Wednesday 18 April 2012

A Short History Of Goal Line Controversy

With debate again raging over whether the time has come to introduce goal line technology, Patgod looks back over the knotty history of this potatoey hot thorn.

The first recorded goal line incident was in the annual Ashbourne Shrove Tuesday game in 1628. After 9 hours of mass brawling and associated bodily harm, the ‘Up’ team managed to move the ball to within inches of the ‘Down’ goal. One final push saw a goal claimed but the linesman was unsighted by several hundred people being in the way, and the goal wasn’t given. As a consequence the Up team beat the poor linesman to death and forfeited the match.

Arbroath’s 19th century defeat of Bon Accord in the Scottish Cup is remembered for the record 36-0 scoreline, but a lesser known fact is the post match claim by the Bon Accord boss, Finlay Dalglish, that the game turned on his side being denied a perfectly valid goal. How the officials didn’t see it is beyond me, he said, adding that at 1-23 they would have been right back in the game. He called for the introduction of the new marvel of photography to settle such issues once and for all. However, as this would have required everyone to stand absolutely motionless for 5 minutes waiting for the flash each time the ball threatened to cross the line, there were fears that it would slow down the game.

Bon Accord go so close









Apart from a notorious incident at Christmas 1914 (the ‘did it cross the Siegfried line’ controversy) the issue receded for the next few decades. This was partly because the heavy rain soaked leather ball travelled so slowly across the glutinously muddy playing surface, disputes were rare. And partly because the football phone in had yet to be invented.

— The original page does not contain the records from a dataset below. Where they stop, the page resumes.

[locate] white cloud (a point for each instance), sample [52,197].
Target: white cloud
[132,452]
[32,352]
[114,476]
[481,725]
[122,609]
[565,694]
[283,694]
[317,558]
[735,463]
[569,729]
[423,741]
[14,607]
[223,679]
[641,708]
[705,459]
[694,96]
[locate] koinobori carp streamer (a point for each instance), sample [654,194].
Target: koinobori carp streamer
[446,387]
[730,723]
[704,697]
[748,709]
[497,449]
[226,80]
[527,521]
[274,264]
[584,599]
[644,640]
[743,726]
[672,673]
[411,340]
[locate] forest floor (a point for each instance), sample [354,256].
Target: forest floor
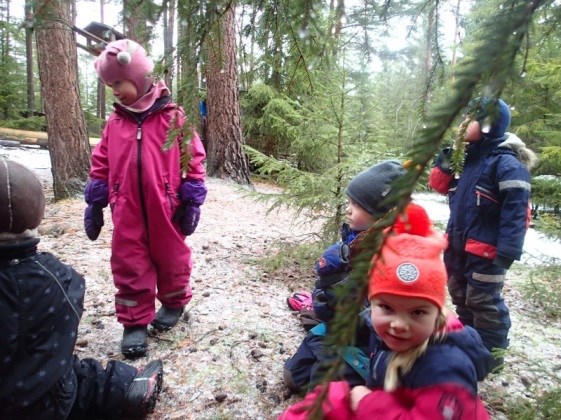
[224,359]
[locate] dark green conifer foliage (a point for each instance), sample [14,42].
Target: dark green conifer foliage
[488,67]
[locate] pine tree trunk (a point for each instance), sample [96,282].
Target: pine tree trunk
[58,72]
[169,19]
[134,22]
[29,58]
[226,158]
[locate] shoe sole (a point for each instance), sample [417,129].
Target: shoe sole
[144,390]
[132,352]
[163,327]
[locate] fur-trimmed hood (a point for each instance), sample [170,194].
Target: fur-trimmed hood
[525,155]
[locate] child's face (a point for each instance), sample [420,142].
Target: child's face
[124,91]
[473,131]
[359,219]
[403,322]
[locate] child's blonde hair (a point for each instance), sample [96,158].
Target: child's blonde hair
[401,362]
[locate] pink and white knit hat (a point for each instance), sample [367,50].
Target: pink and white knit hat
[125,60]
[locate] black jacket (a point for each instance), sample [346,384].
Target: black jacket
[41,303]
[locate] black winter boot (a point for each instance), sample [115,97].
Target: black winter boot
[143,392]
[134,342]
[167,318]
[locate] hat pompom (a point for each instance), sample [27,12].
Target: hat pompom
[414,221]
[124,57]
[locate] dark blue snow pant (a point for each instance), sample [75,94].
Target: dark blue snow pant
[87,391]
[311,362]
[475,285]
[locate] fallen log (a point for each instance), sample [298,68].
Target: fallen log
[38,138]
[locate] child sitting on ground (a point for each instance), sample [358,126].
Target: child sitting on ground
[368,194]
[41,303]
[423,363]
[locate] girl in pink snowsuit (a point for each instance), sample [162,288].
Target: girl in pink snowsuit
[153,204]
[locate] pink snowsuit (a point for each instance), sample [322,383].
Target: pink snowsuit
[149,256]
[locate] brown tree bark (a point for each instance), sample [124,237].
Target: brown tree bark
[135,22]
[169,20]
[226,158]
[58,73]
[29,57]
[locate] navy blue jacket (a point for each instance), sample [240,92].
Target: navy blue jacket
[489,202]
[460,359]
[41,302]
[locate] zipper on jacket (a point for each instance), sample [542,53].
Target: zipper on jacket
[169,194]
[139,169]
[480,194]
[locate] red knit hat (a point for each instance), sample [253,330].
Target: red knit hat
[125,60]
[410,263]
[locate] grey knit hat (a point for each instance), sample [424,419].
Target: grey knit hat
[22,200]
[370,187]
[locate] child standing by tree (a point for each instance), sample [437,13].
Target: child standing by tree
[489,216]
[370,197]
[154,204]
[41,303]
[423,364]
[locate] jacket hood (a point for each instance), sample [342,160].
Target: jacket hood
[525,155]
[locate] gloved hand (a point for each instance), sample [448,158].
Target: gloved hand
[97,197]
[443,160]
[333,265]
[191,195]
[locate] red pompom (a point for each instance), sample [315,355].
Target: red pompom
[414,221]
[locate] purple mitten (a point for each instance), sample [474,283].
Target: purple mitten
[192,194]
[93,221]
[97,197]
[187,217]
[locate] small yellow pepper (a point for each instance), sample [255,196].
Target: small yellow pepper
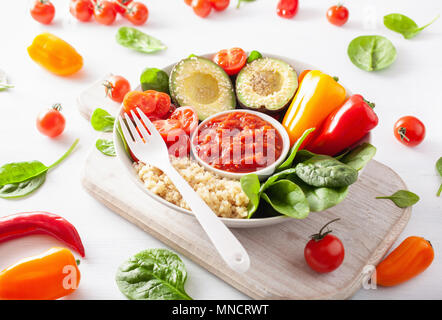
[55,54]
[318,95]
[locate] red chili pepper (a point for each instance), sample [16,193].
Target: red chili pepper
[27,223]
[344,126]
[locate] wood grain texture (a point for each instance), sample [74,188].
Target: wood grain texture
[368,228]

However then came the World Cup Final of 1966 and the daddy incident of them all, as Geoff Hurst’s shot hit the bar and... and...? Everything rested on the view of the Russian linesman. On the one hand, it did happen very fast and he couldn’t be entirely sure. But then he remembered Stalingrad.

Quit complaining Fritz – it was clearly in











Such incidents continued to be regarded as part and parcel of the game until round about 2005, when all Premiership managers became contractually obliged to review every non-win through the filter of refereeing errors that cost them the game. Then Germany got their own back when a Uruguayan linesman (probably the descendant of an escaped Nazi – we’ll check it out) failed to spot Lampard’s would be equaliser.

Ever since not a month has gone by without a similar incident rocking the world of football to its foundations, meaning that either match officials are collectively inept, or the world of football is quite wobbly. Stand by for robo-ball, with an embedded chip that pings a signal to the ref if it crosses the line. No uncertainty. No ‘we wuz robbed’. How boring.